Drug addiction, for example, is usually treated both with therapy and detoxifying drugs. People who are addicted to drugs often have other problems as well, and sometimes resolving underlying problems can help improve a person's chances of overcoming drug addiction. Gambling addiction is sometimes also treated with medications, as this problem is sometimes related to impulse control. Talking about addiction is almost always a part of addiction treatment, as understanding the nature of addiction can help an addict take control of his or her situation.
It is also possible to treat addictions to other substances, like food or the Internet. Addictions that are almost entirely mental are usually treated through support groups and therapy alone, particularly when the addiction is not life threatening. Some people find that attending special retreats or camps to help jumps tart the recovery process is extremely helpful in this process.
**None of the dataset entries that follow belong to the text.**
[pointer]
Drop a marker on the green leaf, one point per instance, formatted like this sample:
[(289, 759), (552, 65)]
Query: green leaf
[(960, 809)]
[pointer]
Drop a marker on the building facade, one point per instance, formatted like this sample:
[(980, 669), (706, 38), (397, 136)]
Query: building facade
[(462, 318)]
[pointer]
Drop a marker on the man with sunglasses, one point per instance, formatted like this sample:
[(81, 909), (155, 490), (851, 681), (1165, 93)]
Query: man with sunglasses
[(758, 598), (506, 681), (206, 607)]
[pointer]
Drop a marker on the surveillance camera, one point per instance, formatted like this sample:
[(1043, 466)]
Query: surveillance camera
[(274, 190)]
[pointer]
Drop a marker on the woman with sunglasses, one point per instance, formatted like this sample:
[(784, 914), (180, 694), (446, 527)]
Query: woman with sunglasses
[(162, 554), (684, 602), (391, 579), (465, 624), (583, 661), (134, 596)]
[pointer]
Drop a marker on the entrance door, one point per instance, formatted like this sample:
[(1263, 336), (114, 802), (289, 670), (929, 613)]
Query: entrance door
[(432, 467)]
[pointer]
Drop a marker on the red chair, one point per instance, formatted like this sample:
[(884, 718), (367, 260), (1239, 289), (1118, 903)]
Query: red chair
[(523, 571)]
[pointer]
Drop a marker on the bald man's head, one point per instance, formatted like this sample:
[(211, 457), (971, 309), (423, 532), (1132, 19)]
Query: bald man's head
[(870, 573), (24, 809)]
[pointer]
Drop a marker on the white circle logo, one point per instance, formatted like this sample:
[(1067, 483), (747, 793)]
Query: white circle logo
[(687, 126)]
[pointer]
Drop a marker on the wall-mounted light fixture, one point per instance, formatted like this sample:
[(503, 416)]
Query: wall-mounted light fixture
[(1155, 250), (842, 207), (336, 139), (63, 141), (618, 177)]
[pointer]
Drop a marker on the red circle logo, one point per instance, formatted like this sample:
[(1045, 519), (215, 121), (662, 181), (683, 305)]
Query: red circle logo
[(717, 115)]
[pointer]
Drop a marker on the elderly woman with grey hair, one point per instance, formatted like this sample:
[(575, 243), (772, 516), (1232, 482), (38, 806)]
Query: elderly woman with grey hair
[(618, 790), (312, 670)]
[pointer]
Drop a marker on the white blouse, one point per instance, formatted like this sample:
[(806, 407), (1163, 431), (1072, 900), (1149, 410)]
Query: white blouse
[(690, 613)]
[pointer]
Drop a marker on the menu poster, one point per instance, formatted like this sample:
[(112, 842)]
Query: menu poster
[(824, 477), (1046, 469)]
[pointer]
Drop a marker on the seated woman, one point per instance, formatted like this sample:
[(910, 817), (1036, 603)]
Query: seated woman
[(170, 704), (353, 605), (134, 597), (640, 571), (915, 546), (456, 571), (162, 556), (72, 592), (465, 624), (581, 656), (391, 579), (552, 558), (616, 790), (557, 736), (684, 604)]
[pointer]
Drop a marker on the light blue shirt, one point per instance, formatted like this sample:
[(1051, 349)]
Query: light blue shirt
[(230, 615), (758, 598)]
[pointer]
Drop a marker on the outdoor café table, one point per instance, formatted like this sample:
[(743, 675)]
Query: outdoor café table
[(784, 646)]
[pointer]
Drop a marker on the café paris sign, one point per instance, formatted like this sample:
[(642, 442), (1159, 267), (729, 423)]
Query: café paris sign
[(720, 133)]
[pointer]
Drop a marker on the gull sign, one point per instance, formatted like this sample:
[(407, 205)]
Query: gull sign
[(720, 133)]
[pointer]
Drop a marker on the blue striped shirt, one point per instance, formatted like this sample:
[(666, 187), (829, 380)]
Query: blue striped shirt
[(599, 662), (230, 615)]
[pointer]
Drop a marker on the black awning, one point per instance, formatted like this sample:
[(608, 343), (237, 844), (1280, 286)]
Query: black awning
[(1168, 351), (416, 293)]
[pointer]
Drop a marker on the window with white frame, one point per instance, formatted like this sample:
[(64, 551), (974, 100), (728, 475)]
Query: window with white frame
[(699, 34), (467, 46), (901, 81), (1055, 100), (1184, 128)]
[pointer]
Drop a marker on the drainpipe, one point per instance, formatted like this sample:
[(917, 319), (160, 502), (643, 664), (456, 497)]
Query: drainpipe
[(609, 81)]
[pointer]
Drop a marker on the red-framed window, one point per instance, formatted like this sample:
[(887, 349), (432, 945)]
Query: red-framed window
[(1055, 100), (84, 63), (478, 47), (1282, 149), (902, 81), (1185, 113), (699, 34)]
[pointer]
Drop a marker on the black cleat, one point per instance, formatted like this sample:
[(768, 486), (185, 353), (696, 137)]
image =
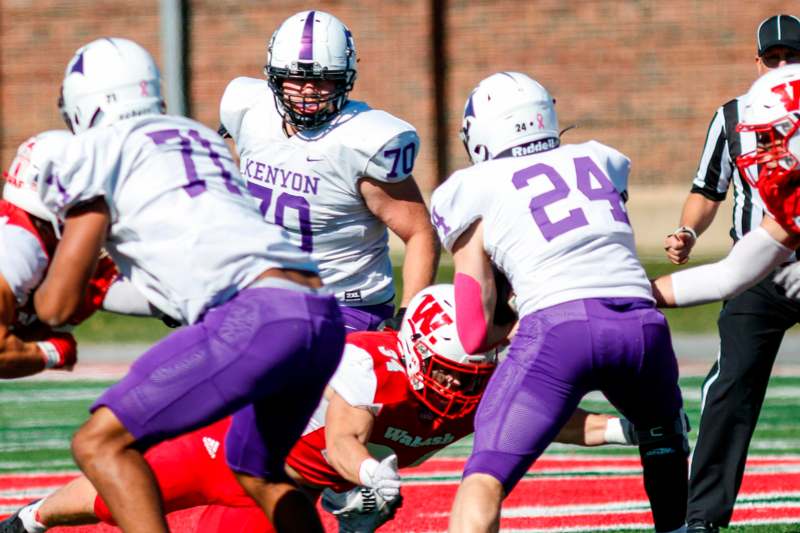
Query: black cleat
[(694, 526), (12, 524)]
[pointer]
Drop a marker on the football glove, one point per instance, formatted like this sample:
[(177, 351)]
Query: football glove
[(789, 278), (59, 350), (104, 275), (382, 477)]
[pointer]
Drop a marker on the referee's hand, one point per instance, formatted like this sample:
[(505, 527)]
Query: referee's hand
[(678, 246)]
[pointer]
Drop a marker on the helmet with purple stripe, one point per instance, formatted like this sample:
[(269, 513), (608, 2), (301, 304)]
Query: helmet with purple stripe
[(107, 80), (311, 46), (509, 114)]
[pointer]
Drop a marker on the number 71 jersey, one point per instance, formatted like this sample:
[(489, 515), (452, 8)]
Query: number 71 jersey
[(553, 222)]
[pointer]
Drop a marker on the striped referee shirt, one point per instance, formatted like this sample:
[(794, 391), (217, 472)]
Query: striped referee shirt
[(718, 169)]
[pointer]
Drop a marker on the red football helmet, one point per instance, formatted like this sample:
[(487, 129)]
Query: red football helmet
[(772, 112), (442, 375)]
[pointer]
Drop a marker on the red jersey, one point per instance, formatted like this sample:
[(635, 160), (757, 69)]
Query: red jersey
[(372, 375), (191, 469)]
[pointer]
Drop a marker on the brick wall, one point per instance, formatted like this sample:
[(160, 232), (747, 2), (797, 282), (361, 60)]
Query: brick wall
[(642, 76)]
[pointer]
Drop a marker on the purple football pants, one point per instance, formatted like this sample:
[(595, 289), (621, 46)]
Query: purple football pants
[(275, 348), (255, 438), (620, 346)]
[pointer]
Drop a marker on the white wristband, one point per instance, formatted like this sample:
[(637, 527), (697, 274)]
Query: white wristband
[(366, 471), (51, 355), (686, 229)]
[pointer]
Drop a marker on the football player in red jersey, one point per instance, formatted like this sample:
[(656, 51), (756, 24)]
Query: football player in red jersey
[(406, 394), (772, 111)]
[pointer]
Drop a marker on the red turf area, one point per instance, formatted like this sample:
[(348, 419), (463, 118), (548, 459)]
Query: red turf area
[(576, 493)]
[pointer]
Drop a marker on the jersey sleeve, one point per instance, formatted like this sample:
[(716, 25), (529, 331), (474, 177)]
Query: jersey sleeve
[(716, 168), (394, 161), (355, 380), (378, 145), (85, 168), (454, 207), (238, 97), (23, 262), (617, 164)]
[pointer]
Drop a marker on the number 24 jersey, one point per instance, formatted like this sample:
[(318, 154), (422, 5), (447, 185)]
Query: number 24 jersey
[(554, 222)]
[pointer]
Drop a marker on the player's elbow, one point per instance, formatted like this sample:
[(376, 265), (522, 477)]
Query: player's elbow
[(54, 310)]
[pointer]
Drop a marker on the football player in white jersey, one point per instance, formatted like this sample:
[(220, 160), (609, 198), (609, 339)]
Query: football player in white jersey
[(164, 197), (28, 236), (552, 218), (396, 399), (332, 171)]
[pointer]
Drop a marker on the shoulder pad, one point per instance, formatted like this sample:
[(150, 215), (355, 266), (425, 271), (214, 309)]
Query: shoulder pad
[(238, 98)]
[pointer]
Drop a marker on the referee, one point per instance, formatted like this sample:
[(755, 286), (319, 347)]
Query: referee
[(751, 325)]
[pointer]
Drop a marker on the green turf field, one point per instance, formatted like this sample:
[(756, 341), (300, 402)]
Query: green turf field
[(107, 327)]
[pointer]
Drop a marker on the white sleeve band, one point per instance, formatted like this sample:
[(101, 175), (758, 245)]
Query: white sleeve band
[(750, 260), (123, 298)]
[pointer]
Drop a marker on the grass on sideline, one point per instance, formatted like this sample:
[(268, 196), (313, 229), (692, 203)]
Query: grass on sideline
[(110, 328)]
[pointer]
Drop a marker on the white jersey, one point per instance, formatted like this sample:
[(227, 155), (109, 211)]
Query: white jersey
[(309, 183), (23, 258), (554, 223), (184, 229)]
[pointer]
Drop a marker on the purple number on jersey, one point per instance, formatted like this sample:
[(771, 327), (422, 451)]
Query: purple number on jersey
[(195, 185), (286, 200), (402, 156), (550, 230), (585, 169)]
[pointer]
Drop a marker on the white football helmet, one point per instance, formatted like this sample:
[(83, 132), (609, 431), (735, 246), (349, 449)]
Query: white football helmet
[(443, 376), (21, 187), (108, 80), (508, 113), (311, 45)]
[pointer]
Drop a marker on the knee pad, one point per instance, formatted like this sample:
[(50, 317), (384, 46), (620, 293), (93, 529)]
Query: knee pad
[(672, 434)]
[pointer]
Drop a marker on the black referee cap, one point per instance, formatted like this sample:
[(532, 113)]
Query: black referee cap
[(778, 30)]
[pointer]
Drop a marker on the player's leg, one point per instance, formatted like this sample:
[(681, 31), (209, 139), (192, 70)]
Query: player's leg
[(197, 375), (262, 434), (219, 518), (585, 428), (751, 327), (529, 398), (644, 387)]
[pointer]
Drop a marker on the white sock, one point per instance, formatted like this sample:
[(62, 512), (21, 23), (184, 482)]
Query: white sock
[(28, 517), (613, 433), (681, 529)]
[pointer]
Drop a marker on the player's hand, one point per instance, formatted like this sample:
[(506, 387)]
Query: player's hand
[(393, 323), (382, 477), (104, 275), (60, 350), (678, 246), (789, 278)]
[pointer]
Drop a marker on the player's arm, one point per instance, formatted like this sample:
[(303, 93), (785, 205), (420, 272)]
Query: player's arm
[(400, 206), (752, 258), (347, 430), (476, 294), (74, 262), (698, 213)]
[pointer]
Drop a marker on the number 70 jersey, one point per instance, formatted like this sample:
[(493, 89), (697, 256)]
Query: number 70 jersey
[(553, 222)]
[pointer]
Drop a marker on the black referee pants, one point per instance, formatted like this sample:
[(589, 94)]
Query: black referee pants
[(751, 327)]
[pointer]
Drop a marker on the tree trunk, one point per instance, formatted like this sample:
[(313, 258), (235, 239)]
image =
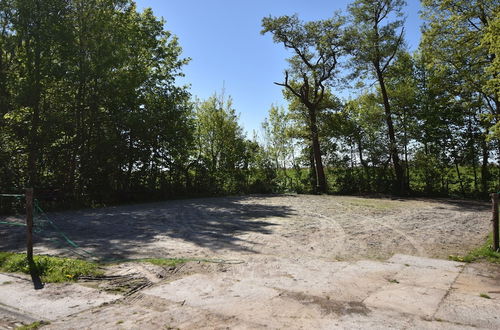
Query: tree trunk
[(320, 172), (485, 174), (314, 177), (400, 189)]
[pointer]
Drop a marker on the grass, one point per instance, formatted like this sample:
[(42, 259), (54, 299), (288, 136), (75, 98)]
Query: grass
[(482, 253), (50, 269), (165, 262), (33, 326), (55, 269), (377, 204)]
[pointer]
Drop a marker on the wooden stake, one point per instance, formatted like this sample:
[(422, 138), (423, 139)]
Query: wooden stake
[(29, 225), (496, 233)]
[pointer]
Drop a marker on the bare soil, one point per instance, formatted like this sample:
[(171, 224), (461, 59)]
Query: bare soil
[(331, 227), (280, 261)]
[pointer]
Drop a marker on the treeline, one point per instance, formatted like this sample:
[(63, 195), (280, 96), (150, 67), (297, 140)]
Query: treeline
[(424, 123), (90, 111)]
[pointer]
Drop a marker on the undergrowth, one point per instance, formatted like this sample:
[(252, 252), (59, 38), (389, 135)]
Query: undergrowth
[(483, 252), (50, 269)]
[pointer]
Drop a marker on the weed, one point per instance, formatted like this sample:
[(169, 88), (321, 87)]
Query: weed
[(164, 262), (484, 252), (50, 269), (33, 326)]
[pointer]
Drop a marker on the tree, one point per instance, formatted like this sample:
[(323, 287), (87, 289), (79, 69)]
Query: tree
[(317, 47), (459, 41), (220, 146), (279, 144), (375, 41)]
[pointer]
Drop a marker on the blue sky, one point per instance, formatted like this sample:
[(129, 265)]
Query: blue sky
[(222, 37)]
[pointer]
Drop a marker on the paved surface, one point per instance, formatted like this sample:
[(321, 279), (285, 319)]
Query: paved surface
[(404, 292)]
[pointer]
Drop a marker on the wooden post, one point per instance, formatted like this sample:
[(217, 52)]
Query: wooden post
[(29, 226), (494, 199)]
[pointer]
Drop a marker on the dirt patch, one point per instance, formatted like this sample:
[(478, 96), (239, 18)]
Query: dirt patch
[(331, 227), (327, 305)]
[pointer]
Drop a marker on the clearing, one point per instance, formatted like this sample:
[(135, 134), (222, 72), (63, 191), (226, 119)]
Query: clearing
[(293, 261)]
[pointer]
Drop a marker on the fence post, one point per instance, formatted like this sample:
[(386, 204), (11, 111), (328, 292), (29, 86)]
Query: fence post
[(29, 226), (496, 233)]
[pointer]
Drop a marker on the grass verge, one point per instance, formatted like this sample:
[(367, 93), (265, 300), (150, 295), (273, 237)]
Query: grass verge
[(482, 253), (50, 269), (165, 262), (33, 326)]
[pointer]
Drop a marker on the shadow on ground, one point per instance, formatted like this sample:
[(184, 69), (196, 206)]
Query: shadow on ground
[(117, 232)]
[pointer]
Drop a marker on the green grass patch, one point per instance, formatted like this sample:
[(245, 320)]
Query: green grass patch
[(33, 326), (50, 269), (374, 204), (484, 253), (165, 262)]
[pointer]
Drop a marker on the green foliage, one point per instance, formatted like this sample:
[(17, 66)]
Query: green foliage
[(483, 252), (33, 326), (50, 269)]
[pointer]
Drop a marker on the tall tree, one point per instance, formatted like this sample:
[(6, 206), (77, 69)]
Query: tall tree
[(377, 34), (317, 47), (459, 41)]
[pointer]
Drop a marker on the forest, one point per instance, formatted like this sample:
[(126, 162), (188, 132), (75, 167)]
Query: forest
[(91, 111)]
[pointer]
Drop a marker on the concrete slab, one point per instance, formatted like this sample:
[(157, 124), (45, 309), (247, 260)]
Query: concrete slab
[(451, 266), (407, 299), (426, 277), (470, 310), (53, 301)]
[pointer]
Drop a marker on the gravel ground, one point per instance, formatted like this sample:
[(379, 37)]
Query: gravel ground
[(327, 227)]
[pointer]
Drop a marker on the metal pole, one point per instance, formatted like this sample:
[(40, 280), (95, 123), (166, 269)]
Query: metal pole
[(29, 226), (496, 233)]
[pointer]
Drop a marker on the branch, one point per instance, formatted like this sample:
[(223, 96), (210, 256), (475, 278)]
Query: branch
[(286, 85), (395, 50)]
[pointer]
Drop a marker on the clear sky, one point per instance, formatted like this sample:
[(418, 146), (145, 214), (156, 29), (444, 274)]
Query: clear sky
[(222, 37)]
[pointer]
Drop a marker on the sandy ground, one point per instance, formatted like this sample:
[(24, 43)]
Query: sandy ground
[(292, 261), (329, 227)]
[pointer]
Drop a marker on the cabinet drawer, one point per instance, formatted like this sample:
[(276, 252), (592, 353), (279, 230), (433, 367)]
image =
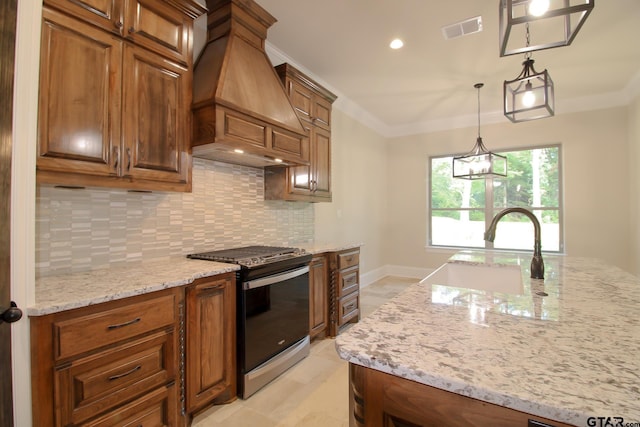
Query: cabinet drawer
[(348, 281), (348, 259), (100, 382), (349, 307), (85, 333), (158, 408)]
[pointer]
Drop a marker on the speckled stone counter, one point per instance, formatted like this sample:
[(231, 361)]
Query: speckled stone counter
[(320, 247), (567, 356), (65, 292)]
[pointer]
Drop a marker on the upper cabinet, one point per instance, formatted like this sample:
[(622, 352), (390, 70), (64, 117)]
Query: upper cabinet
[(115, 93), (312, 102)]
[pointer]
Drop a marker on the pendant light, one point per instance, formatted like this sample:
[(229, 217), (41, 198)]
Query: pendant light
[(529, 96), (557, 21), (479, 162)]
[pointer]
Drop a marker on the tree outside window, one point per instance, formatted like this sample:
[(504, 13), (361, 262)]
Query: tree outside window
[(461, 210)]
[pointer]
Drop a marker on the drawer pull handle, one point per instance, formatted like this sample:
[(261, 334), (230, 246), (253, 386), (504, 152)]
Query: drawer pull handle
[(122, 325), (212, 288), (117, 377)]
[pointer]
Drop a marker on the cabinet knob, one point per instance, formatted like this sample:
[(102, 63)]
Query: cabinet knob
[(116, 155), (12, 314)]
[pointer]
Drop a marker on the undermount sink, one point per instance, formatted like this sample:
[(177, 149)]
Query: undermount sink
[(492, 278)]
These retreats often offer supposedly healthy alternatives to the object of an addiction, such as substituting an obsession with dieting and exercise for a food addiction.
Some people claim that alternative forms of addiction treatment, such as hypnosis, acupuncture, or other alternative medicine procedures, can help overcome addiction. Individual success with these methods may vary, but it is certainly true that seeking treatment can by itself resolve addiction in some cases, because seeking treatment is a manifestation of a person's desire to get better. Personal strength and activities that build mental resolve can be extremely helpful when trying to overcome addiction as well. Any activity that decreases obsession with the object of the addiction can be used as an addiction treatment.